The squaleans developed jaw mobility to an even greater degree. In doing so, they may have crested an evolutionary peak from which the best road led into an entirely different morphospace than the traditional home of the Neoselachii. At some point, jaw flexibility begins to be expensive in terms of jaw strength. The mobility of the jaw requires a more stable platform from which to launch it. In any case, given an enlarged reaction space, but a weaker jaw, it may be more advantageous to cruise slowly and efficiently, or wait in ambush, rather than sprint around trying to engulf things. Thus, instead of consolidating power on the long axis of the body, squaleans tended to develop lateral stability with broad basal cartilages in the pectoral fins. Instead of consolidating the gill skeleton, they tended to develop increased respiratory flexibility by increasing the number of gills. Ultimately, new squalean forms broadly expanded the pectoral fins to dominate the entire body form: the skates and rays. Interestingly, the galeomorphs and squaleans tend to be ecologically partitioned as well. The galeomorphs are typically found as free-swimming species in warm, shallow waters with relatively higher prey densities. The squaleans tend to be benthic or inhabit colder and deeper waters.

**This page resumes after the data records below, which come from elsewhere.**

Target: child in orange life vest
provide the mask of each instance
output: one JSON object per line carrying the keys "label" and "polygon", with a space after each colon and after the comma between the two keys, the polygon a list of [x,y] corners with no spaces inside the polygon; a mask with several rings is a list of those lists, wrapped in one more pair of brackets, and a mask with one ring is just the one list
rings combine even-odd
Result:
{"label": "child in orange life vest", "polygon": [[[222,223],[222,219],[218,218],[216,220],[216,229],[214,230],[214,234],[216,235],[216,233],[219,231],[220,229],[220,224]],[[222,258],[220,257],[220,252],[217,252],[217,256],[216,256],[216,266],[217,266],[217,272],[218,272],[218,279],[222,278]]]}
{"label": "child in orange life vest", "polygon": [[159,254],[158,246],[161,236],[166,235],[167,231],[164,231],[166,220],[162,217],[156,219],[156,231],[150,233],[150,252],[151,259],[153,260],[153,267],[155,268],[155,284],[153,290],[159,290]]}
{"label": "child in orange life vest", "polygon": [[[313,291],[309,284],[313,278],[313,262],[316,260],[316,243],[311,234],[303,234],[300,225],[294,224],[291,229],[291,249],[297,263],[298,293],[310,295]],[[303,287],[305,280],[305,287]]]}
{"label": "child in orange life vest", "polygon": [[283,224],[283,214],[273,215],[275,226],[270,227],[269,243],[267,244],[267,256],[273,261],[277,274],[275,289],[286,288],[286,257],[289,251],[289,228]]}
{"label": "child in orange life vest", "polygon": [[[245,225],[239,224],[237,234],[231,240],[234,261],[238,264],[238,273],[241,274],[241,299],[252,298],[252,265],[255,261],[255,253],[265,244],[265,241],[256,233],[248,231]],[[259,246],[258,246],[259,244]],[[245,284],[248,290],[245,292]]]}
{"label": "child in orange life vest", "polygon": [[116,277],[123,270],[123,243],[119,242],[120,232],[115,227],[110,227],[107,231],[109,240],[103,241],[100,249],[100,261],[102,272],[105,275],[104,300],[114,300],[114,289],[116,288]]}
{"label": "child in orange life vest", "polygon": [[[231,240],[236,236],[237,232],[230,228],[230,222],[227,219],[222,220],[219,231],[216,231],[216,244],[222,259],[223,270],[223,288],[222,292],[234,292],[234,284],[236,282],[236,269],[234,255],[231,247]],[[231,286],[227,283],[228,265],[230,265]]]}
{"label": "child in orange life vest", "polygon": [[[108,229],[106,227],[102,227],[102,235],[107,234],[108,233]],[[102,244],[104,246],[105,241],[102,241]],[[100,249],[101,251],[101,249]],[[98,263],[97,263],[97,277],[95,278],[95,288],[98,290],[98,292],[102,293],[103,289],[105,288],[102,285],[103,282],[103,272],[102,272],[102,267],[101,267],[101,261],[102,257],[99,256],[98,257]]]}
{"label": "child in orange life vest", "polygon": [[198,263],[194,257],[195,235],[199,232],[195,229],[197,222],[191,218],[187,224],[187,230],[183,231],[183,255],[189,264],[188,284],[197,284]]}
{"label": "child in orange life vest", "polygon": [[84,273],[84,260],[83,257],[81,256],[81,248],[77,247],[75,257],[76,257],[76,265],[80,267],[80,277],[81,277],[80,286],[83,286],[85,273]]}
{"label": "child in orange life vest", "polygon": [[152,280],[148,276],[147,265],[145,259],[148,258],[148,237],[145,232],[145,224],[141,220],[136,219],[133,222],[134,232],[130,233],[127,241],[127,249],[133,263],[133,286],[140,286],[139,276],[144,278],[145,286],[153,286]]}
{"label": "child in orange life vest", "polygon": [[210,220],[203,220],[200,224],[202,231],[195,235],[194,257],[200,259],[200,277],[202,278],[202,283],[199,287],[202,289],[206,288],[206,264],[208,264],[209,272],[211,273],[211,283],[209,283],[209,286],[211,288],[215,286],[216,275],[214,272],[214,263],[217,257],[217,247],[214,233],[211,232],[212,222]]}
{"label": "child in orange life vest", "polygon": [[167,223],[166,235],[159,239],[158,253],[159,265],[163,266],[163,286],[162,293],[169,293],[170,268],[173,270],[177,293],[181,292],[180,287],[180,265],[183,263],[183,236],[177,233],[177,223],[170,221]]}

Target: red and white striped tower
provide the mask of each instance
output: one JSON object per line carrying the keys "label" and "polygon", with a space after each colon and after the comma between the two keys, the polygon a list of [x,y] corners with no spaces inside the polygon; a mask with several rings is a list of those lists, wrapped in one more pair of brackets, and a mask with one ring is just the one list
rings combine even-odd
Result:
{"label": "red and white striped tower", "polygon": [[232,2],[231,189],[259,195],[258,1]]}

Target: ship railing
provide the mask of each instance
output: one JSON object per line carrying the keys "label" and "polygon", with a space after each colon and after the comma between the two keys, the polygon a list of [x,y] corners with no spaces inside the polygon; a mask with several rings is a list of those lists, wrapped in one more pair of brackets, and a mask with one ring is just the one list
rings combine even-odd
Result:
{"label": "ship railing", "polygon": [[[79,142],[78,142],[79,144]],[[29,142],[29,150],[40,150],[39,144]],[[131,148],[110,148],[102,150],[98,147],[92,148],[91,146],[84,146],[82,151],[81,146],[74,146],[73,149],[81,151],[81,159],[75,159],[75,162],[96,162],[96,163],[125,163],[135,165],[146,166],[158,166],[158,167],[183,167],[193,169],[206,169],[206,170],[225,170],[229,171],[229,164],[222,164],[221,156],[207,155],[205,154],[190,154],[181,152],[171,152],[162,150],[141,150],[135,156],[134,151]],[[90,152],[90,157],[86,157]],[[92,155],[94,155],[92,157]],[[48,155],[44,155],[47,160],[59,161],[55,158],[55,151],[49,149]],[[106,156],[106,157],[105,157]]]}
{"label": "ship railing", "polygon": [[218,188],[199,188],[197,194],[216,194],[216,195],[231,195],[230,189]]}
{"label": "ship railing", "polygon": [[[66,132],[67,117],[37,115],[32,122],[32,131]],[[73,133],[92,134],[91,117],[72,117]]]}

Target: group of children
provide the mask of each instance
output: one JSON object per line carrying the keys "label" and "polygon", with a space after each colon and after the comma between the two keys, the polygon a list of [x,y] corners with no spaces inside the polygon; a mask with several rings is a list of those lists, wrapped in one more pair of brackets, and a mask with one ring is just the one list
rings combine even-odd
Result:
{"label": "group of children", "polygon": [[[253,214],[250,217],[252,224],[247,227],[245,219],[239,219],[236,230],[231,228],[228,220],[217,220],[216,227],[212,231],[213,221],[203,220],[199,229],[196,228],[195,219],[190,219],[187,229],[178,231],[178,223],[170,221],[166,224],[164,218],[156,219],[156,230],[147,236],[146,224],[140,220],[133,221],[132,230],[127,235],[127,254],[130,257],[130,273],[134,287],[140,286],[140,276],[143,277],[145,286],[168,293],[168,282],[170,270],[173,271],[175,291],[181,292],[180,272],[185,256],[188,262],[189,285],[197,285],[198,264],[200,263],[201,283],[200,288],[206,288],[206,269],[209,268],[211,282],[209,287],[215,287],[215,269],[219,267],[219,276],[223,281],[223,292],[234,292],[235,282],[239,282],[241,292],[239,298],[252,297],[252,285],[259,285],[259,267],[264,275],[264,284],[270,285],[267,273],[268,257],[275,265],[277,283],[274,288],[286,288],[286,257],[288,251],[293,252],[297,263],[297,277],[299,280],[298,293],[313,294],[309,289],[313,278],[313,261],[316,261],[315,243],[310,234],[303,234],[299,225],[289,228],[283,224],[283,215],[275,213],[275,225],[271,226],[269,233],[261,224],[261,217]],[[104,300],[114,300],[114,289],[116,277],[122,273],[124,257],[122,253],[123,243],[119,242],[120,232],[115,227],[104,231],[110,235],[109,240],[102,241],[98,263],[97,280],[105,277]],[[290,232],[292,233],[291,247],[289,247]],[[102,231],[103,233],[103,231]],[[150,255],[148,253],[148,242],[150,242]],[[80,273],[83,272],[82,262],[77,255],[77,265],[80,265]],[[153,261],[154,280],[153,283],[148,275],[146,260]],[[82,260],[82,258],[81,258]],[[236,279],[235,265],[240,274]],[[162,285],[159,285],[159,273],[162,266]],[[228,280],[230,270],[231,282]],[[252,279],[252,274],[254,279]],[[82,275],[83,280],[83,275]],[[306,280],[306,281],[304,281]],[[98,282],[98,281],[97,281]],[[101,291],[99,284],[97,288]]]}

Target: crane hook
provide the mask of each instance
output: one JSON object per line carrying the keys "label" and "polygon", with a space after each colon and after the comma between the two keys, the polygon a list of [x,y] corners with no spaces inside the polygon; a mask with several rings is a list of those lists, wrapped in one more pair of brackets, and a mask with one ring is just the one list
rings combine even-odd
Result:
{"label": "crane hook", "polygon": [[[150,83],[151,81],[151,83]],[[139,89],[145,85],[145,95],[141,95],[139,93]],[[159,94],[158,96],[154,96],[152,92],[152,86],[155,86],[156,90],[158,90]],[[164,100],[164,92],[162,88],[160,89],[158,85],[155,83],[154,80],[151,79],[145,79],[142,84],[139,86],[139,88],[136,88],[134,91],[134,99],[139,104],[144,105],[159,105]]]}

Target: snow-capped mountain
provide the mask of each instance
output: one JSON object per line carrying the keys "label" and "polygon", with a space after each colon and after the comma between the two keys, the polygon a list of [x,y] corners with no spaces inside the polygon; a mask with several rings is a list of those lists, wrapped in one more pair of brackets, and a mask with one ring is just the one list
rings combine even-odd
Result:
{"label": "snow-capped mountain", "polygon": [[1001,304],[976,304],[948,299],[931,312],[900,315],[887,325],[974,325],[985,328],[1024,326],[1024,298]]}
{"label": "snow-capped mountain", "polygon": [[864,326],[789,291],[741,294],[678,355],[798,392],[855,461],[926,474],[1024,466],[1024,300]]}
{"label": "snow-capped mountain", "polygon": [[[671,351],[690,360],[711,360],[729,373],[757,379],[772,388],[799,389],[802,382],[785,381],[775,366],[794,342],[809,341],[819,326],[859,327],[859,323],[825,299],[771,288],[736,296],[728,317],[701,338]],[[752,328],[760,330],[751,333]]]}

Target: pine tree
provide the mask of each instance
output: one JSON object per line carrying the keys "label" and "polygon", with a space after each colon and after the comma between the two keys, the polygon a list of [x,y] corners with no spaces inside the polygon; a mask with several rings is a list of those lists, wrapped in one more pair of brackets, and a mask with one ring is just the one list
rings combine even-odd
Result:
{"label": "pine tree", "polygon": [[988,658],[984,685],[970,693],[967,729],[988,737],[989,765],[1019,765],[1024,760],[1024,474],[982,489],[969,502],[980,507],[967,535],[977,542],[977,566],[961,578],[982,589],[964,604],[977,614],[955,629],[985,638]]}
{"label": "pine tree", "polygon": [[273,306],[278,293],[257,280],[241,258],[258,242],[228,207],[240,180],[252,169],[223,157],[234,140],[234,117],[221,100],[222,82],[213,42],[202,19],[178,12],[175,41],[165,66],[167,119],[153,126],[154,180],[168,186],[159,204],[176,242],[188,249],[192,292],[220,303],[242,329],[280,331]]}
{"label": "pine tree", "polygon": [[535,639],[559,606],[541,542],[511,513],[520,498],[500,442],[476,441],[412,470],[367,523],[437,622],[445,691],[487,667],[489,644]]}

Is this coincidence, teleological fate or some long-term evolutionary trajectory? Perhaps not. At least there may be an explanation which does not require the invocation of external forces acting over millions of years. Perhaps the principal evolutionary force acting on the squaleans was the galeomorphs, and vice-versa. As rather non-selective top predators, it would not be surprising if the primary selective pressures on neoselachians had been other neoselachians. Prey adaptations would generally be of little consequence, since one prey animal could always be substituted for another. Short of major ecological collapse, a top predator's chief headache is other top predators. So, if the original galeomorphs were only very slightly faster, stronger, or brighter than their squalean brethren, nothing much might happen for quite a long time. The difference might well be made up by the squaleans' lateral stability, more accurate bite, and so on. However, the process may be viewed as a positive feedback mechanism. Over a long enough period of time, small advantages in pelagic, non-specific feeding by galeomorphs would be more probably offset by a counter-drift by squaleans toward specialized prey, benthic or low prey density regions, and physical adaptations stressing the opposite strengths from those of the competition. After all if one is a squalean with pectoral fin basals, and the home turf gets crowded with fast, nasty torpedo-shaped galeomorphs, what favorable mutation in my offspring is more likely to occur: (a) bigger pectoral fins which allow the kids to skim effortlessly along the bottom picking up things the galeomorphs can't see or get to or (b) some miraculous centralization which will allow them to out-swim a Great White? So chance alone increasingly favors opposite specializations once an initial, random divergence occurs.
Whether this might be true outside the unusual world of top predators is too much speculation even for this forum. But it seems a phenomenon worth watching for. ATW010203, revised 021018.